My point is: if the rules of football are racist and sexist (they are) is it any wonder some people in the sport are too? In industries where the Sex Discrimination Act did apply there has been progress in gender equality (not enough but progress). Football has made very little. If the Race Relations Act and the Sex Discrimination Act* had never been passed equality in the UK would be far less advanced today than it is. The law matters.
However there are other problems. The UK media has a lot to answer for. When the Sun has naked women on Page 3 – and offers a date with one as a prize in its Dream Team competition – you know it is not just football that has problems. And Arsenal manager Arsene Wenger – in one of the most depressing remarks of the year – said that an active Premier League player will not come out as gay because of “media interest”. If that is true the press should be ashamed of itself.
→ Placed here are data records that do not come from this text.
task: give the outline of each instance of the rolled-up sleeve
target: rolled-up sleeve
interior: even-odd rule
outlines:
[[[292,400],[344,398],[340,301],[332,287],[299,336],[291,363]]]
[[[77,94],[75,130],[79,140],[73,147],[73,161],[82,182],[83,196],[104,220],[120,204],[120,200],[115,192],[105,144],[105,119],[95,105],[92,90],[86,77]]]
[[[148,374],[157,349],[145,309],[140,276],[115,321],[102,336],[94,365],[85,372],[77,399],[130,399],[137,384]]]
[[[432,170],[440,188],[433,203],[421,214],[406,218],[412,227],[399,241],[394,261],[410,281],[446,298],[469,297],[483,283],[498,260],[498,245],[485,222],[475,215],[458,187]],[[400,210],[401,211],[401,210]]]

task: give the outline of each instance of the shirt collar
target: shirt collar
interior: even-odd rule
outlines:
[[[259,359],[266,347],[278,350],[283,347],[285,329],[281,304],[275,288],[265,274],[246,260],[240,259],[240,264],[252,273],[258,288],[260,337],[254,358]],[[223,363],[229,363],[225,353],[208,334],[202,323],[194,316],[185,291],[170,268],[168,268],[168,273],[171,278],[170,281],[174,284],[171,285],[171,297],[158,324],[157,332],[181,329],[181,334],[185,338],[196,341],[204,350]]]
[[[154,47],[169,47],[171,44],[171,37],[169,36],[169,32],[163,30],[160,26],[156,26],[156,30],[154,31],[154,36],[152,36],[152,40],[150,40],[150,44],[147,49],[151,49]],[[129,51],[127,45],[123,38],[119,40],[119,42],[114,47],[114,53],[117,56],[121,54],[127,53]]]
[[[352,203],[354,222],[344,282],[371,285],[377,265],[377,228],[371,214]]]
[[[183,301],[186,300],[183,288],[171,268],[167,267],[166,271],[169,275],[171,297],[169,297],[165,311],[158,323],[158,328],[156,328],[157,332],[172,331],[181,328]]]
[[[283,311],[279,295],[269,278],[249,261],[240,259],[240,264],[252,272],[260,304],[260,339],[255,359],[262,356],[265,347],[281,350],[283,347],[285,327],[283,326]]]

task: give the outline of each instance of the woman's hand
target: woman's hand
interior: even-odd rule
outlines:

So what should be done? Jason Burt wrote that Mackay must never coach a football club again. Quite right. But we must go further. Anyone involved in football – players, coaches, managers, journalists, TV pundits and fans – must be told that any racist, sexist, homophobic or anti semitic behaviour will mean a ban of at least five years and possibly life. It should be a clause in every player’s contract, and be written on every match ticket. Everybody would know where they stood and there would be no arguments. And NO exceptions. And if a footballer is convicted of rape or sexual assault he should be banned for life.
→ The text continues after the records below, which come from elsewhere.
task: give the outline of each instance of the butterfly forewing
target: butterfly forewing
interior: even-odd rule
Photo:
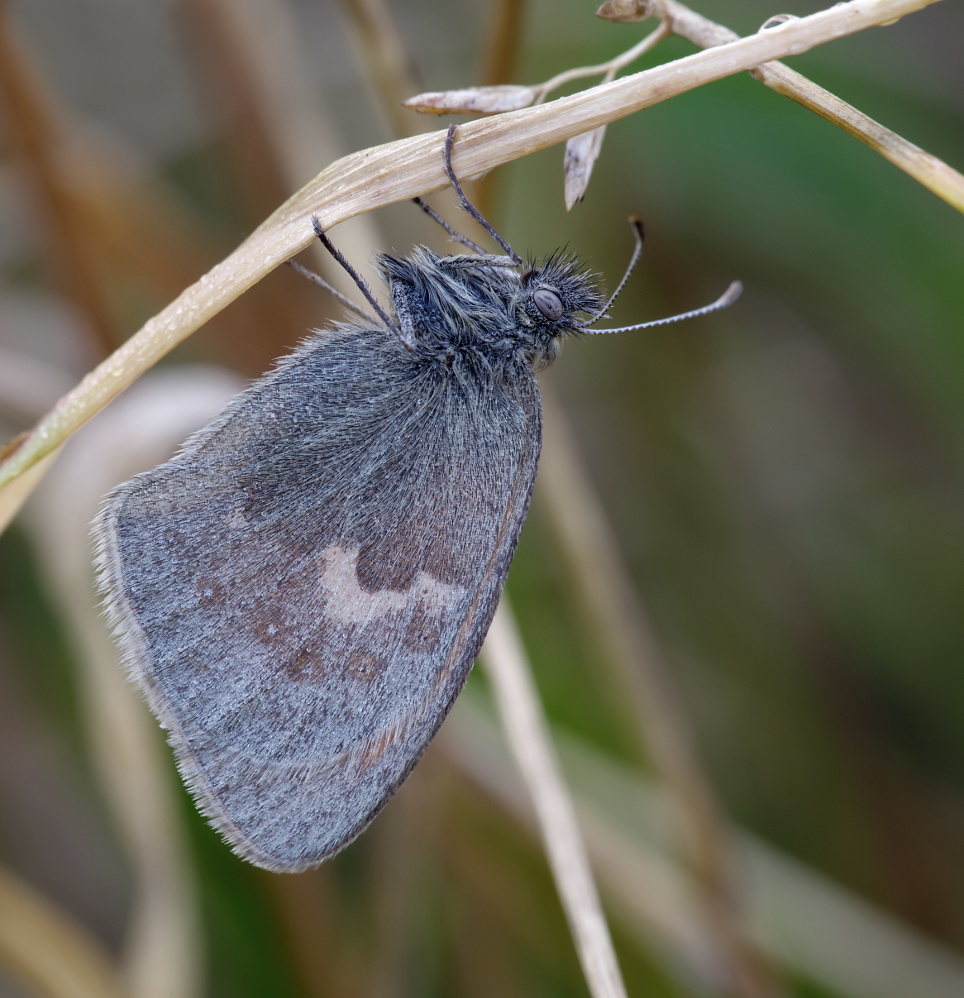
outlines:
[[[418,761],[495,610],[540,431],[528,367],[456,377],[343,327],[110,497],[128,665],[241,855],[317,864]]]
That might seem draconian. But if we want this sport cleaned up there is no other way. Baseball proves this. After World War One baseball had a major gambling problem which reached its nadir in 1919 with the “Black Sox” scandal where eight members of the Chicago White Sox were accused of throwing that year’s World Series. To his credit baseball Commissioner Kenesaw Mountain Landis – that is his real name -took ruthless action. The eight players were banned for life, and baseball rule 21 (d) banning betting on ball games by players – even in games not involving their own team – was introduced. To baseball’s eternal credit when a big name was accused of betting on the sport they did not shirk their duty. Even though the big name was Pete Rose – baseball’s all time hit leader and an American icon. Rose accepted a life ban from baseball on August 24th 1989 (although shamefully he denied betting on ball games until 2004 when he finally came clean in his book). In 1991 he was also banished from baseball’s Hall of Fame**. Some people including Eduardo Perez on ESPN’s Baseball Tonight think the ban should be lifted. NO. He knew the rules. He still bet on ball games. And then lied for 15 years. He deserves no sympathy. New baseball Commissioner Rob Manfred MUST stand firm.
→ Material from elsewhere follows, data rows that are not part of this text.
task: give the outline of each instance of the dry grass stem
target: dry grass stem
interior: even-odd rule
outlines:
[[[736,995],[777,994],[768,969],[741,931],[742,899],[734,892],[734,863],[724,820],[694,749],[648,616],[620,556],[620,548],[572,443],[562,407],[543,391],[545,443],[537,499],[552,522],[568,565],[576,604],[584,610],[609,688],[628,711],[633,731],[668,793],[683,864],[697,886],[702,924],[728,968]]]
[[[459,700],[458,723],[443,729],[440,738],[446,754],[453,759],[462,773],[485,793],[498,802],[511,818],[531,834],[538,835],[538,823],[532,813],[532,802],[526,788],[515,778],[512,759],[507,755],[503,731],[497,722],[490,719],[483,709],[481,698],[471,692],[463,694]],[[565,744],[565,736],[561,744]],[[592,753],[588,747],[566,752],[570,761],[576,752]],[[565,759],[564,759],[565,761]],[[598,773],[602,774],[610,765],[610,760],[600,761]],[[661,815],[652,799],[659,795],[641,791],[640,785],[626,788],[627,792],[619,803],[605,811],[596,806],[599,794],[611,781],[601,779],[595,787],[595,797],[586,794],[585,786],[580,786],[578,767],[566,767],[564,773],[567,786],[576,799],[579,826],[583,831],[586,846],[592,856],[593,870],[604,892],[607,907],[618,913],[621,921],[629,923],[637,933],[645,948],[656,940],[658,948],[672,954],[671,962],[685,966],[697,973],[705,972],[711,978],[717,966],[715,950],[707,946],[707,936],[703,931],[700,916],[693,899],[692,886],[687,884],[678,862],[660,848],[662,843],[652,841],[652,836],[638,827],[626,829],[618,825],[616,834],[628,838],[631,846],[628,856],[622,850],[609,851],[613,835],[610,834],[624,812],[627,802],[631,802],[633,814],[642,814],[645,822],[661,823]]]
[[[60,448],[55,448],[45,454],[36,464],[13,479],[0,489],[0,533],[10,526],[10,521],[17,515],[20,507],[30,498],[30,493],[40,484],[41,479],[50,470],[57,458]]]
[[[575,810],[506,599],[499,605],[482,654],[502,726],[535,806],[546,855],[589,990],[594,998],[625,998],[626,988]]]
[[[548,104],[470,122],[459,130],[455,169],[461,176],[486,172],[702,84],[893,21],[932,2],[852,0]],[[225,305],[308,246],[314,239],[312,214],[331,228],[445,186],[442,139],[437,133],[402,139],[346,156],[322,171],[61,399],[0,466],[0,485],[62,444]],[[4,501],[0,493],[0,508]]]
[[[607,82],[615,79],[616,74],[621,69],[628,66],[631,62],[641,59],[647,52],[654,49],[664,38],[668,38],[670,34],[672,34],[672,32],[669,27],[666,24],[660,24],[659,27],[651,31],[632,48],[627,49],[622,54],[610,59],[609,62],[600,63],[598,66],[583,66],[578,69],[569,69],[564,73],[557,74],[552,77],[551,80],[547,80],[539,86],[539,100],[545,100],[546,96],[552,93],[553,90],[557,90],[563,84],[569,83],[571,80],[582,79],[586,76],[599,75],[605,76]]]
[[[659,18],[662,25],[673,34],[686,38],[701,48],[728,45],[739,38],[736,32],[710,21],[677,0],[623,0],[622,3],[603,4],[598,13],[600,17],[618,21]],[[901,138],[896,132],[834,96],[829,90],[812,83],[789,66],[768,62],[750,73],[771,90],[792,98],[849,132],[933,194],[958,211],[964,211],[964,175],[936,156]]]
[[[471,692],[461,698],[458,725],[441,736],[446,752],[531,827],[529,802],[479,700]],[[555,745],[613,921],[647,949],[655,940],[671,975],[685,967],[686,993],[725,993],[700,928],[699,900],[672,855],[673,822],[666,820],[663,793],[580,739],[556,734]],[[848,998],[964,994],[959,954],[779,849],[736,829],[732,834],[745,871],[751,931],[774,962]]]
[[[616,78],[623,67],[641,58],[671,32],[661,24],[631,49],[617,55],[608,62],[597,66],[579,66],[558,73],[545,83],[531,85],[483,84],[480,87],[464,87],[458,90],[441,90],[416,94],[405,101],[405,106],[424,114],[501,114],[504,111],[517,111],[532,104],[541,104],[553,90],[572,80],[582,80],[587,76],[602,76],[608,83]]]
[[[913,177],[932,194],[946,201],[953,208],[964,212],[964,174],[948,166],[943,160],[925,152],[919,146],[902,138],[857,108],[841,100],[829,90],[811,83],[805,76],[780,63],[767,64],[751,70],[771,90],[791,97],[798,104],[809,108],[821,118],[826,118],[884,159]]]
If we want to rid football of the cancer of racism sexism and homophobia the sport must show the same zero tolerance that baseball has on gambling. the sport must be forced to obey the law of the country. It must have a minimum five-year ban for any racist sexist or homophobic behaviour. And it MUST NOT make an exception for big name stars.
I suspect none of this will happen and football will try to sweep it under the carpet yet again. But that carpet is getting rather full of nasty affairs. And it is beginning to stink.
*These Acts were replaced in 2010 by the Equality Act.
**Rose is in a Hall of Fame however. In 2004 he was inducted into the celebrity wing of World Wrestling Entertainment’s Hall of Fame. Obviously WWE owner Vince McMahon was not concerned about betting on baseball games.